Honesty worked better than comfort with men like him.

“I’m not asking because I want a vacation,” I said. “I’m asking because JD’s right. Your people can’t go. Callum can’t go. You sure as hell can’t go. Nate and I can get close without looking like protection.”

“And if something happens?” Edge asked.

“Then it happens to us before it gets to them.”

Regan inhaled sharply.

Edge didn’t move.

Callum watched me like he heard more than the words.

I had said too much.

Or maybe exactly enough.

JD stepped into the space before Edge could. “This is the play. Edge stays here. River and Tank manage the local fallout. Tarak handles the bike and whatever ghosts he needs to beat back with his bare hands. Callum keeps San Diego clean but available. Regan and Destiny disappear to Cal’s ranch first, then Houston noise, then Cabo once Doc clears movement.”

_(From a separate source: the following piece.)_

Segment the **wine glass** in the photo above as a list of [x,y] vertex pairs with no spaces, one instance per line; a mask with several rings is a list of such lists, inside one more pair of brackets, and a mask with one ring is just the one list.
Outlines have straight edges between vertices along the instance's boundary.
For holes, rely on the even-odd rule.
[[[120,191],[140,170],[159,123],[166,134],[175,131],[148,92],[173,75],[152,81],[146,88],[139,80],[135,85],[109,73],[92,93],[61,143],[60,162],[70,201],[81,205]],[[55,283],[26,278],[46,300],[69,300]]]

He pointed at Nate and me.

“You two go to Cabo separately or slightly ahead, depending on timing. Same resort, different booking. College guys. Harmless. Loud enough to be remembered but not enough to get arrested. You flirt. You drink fake drinks. You sit near the pool and listen. You watch for anyone watching Regan and Destiny.”

Nate raised his hand. “Can my drinks be real?”

“No,” Callum, JD, and I said at the same time.

Nate looked offended. “This assignment has no respect for morale.”

River rubbed his temples. “I hate every part of this plan.”

JD turned to him. “Good. That means you understand it.”

Regan looked at me then.

Really looked.

Not like a mother deciding whether I was safe.